China is Burma’s key foreign patron and biggest lender, and has massive infrastructure investments inside the country. But the lopsided relationship has also triggered fears inside Burma that the Chinese are looting the country’s rich minerals, natural gas, and other resources. In September, the Burmese government suspended construction of a $3.6 billion Chinese-backed hydroelectric dam on the Irrawaddy River that would have supplied power to China. The project had met with stiff grassroots opposition inside the country, triggering rare street protests in Rangoon. Burma’s foreign minister visited Beijing on Monday to try to resolve the disagreement, but Chinese authorities remain queasy about the possibility of competing with U.S. officials over Burma. “Of course, China’s strategic suspicions about U.S.-Burma relations will increase,” predicts Professor Shi Yinhong, a foreign affairs expert at Renmin University. “This diplomatic competition is something very tricky, and it cannot be brought into the open. Naturally there will be a lot of suspicion.”

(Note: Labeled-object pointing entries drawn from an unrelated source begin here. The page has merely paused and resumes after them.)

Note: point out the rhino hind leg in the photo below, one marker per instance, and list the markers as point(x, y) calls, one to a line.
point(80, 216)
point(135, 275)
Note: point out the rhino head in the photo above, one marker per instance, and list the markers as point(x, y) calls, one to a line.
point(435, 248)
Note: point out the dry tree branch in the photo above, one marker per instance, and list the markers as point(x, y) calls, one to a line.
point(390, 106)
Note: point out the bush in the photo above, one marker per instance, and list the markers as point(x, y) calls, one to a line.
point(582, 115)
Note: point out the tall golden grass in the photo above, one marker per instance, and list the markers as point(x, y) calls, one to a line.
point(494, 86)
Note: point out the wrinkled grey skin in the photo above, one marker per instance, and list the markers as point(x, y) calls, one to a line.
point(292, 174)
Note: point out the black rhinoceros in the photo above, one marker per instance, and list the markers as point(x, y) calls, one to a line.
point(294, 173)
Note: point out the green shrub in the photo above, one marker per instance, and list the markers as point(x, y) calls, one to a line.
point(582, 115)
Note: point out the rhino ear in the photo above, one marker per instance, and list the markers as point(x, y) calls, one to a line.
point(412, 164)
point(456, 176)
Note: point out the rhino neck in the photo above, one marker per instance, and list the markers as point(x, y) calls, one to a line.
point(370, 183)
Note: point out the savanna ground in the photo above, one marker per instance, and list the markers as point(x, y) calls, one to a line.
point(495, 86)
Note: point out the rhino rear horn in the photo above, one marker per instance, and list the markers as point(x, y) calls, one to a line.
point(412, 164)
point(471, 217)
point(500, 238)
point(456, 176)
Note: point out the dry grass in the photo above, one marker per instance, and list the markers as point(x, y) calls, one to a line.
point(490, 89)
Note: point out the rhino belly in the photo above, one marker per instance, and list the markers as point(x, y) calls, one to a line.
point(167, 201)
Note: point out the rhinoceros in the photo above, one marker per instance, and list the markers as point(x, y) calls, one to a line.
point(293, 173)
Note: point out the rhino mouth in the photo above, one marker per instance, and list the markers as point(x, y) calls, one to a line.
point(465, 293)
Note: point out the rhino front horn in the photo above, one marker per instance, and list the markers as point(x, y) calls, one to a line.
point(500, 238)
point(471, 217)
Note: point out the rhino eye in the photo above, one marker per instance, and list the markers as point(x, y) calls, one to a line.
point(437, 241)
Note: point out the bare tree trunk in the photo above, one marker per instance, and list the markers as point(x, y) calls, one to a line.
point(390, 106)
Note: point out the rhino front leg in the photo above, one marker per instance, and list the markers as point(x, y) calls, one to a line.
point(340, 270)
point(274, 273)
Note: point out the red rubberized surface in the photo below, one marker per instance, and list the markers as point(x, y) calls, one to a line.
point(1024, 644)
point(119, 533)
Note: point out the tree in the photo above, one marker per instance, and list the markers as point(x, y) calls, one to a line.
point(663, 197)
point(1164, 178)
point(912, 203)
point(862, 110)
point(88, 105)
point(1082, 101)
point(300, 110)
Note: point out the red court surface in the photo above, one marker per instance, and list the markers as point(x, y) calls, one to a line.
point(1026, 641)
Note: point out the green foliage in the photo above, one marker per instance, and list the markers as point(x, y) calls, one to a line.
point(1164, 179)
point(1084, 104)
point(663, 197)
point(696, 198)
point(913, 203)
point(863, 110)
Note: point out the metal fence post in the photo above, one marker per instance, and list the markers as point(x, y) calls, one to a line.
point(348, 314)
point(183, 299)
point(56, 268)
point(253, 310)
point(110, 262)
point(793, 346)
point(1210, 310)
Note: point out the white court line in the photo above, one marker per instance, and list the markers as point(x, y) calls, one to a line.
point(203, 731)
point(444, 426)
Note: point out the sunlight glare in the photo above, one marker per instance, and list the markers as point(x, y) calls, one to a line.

At the root of many individual Sino-U.S. disagreements such as Burma is a big-picture disconnect in perceptions. “There is a misunderstanding between China and the United States on how to interpret the meaning of the Asia-Pacific region,” says international affairs analyst Sun Zhe of Tsinghua University. “The Pacific region is far bigger, according to the American interpretation; it includes Hawaii, and the U.S. is [therefore] one of the countries of the region. But China has a different interpretation; it thinks the region means Northeast Asia, the Taiwan region, the South China Sea and Vietnam—but not Hawaii. So the concepts are different.” With such vastly different views of the region and its shifting alliances, Campbell and his colleagues have a delicate mission ahead.